There’s a whiff of the Arthurian about the erstwhile Deep Purple and Rainbow guitarist; the enormodome his Camelot, the Fender Stratocaster his Excalibur.
Nonetheless, the Ritchie Blackmore legend was built on earthly pleasures – rock ’n’ roll, Marshall stacks, treble boosters, riffs… Y’know, the good stuff, and it assumes the form of one of rock’s most formidable discographies from one of its most combustible protagonists.
Maybe we should start with Smoke On The Water, a song Deep Purple wrote as they watched their studio burn down in Switzerland.

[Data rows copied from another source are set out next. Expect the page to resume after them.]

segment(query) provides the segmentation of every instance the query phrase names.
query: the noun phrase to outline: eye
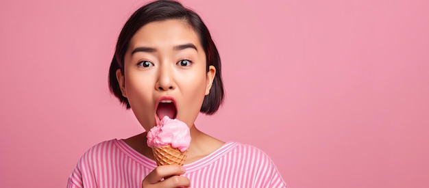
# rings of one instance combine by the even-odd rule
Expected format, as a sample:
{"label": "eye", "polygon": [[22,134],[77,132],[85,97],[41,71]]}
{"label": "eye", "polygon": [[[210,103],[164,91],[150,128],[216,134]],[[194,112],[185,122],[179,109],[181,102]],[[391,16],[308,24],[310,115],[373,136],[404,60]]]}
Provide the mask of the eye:
{"label": "eye", "polygon": [[142,61],[142,62],[138,62],[137,66],[141,66],[141,67],[149,67],[149,66],[154,66],[154,64],[152,64],[151,62],[149,62],[149,61]]}
{"label": "eye", "polygon": [[191,66],[191,64],[192,62],[190,60],[188,59],[183,59],[183,60],[180,60],[177,62],[177,65],[179,66]]}

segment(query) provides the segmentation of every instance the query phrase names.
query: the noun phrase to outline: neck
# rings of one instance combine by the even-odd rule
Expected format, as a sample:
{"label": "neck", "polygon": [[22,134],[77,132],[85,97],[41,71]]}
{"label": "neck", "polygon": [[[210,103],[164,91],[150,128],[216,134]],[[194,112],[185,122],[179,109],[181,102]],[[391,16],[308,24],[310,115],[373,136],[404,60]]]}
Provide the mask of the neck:
{"label": "neck", "polygon": [[[213,152],[221,147],[224,142],[217,139],[198,130],[195,125],[190,129],[191,144],[188,148],[188,154],[185,163],[190,163],[197,161],[208,155]],[[147,132],[126,139],[125,143],[140,154],[147,157],[154,159],[152,149],[147,146],[146,142]]]}

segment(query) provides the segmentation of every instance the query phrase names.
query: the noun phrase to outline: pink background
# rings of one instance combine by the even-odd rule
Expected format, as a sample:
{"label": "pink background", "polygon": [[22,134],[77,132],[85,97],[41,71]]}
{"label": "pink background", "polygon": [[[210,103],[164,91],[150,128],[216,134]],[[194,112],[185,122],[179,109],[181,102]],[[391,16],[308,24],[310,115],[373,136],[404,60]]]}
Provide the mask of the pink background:
{"label": "pink background", "polygon": [[[428,2],[183,1],[227,94],[196,124],[261,148],[289,187],[429,187]],[[0,2],[1,187],[64,187],[89,147],[143,131],[107,83],[143,3]]]}

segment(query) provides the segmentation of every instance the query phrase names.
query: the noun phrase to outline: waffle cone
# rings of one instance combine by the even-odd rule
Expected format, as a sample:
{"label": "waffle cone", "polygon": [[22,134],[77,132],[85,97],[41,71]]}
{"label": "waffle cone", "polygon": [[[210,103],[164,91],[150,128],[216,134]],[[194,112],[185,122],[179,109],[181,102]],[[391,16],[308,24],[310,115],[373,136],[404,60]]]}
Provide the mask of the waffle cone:
{"label": "waffle cone", "polygon": [[171,146],[167,146],[153,148],[152,152],[154,152],[155,161],[158,166],[173,164],[183,165],[188,151],[186,150],[182,152],[177,148],[173,148]]}

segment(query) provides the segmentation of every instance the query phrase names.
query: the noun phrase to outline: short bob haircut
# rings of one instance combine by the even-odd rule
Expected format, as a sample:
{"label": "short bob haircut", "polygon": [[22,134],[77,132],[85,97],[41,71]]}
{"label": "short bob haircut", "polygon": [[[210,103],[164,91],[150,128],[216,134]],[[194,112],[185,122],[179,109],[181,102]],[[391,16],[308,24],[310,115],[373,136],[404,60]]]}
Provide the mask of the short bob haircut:
{"label": "short bob haircut", "polygon": [[137,31],[145,25],[154,21],[171,19],[183,20],[187,22],[197,33],[199,42],[206,53],[206,69],[210,66],[216,68],[216,75],[210,94],[204,96],[199,111],[206,114],[214,113],[223,101],[225,96],[221,74],[221,58],[208,29],[201,18],[193,11],[185,8],[180,3],[173,1],[156,1],[149,3],[137,10],[125,23],[118,38],[114,55],[109,69],[109,88],[121,103],[128,109],[131,107],[128,99],[123,96],[116,77],[116,71],[121,69],[124,72],[124,56],[130,40]]}

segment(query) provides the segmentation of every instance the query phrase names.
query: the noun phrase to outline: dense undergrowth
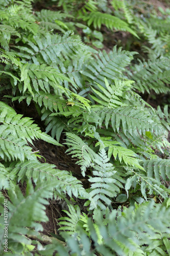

It’s a classic in the Deep Purple fashion, with a righteously groovy 70’s rock verse supporting the Blackmore’s stark monolith intro/chorus riff. But most of us already know that one.
That’s the first thing you learn on guitar, right? And if you work in a guitar store, there are very few treatments to disentangle that genius riff from the post-traumatic association with a long Saturday afternoon on the shop floor.
To that end, we have not included Smoke In The Water here. That’s the first disclaimer. Second is to note that with Deep Purple and Rainbow, Blackmore recorded dozens of tracks that should be listened to, studied, celebrated, and played loud of a Friday night, and we can’t get to them all. Five is the rule… mostly.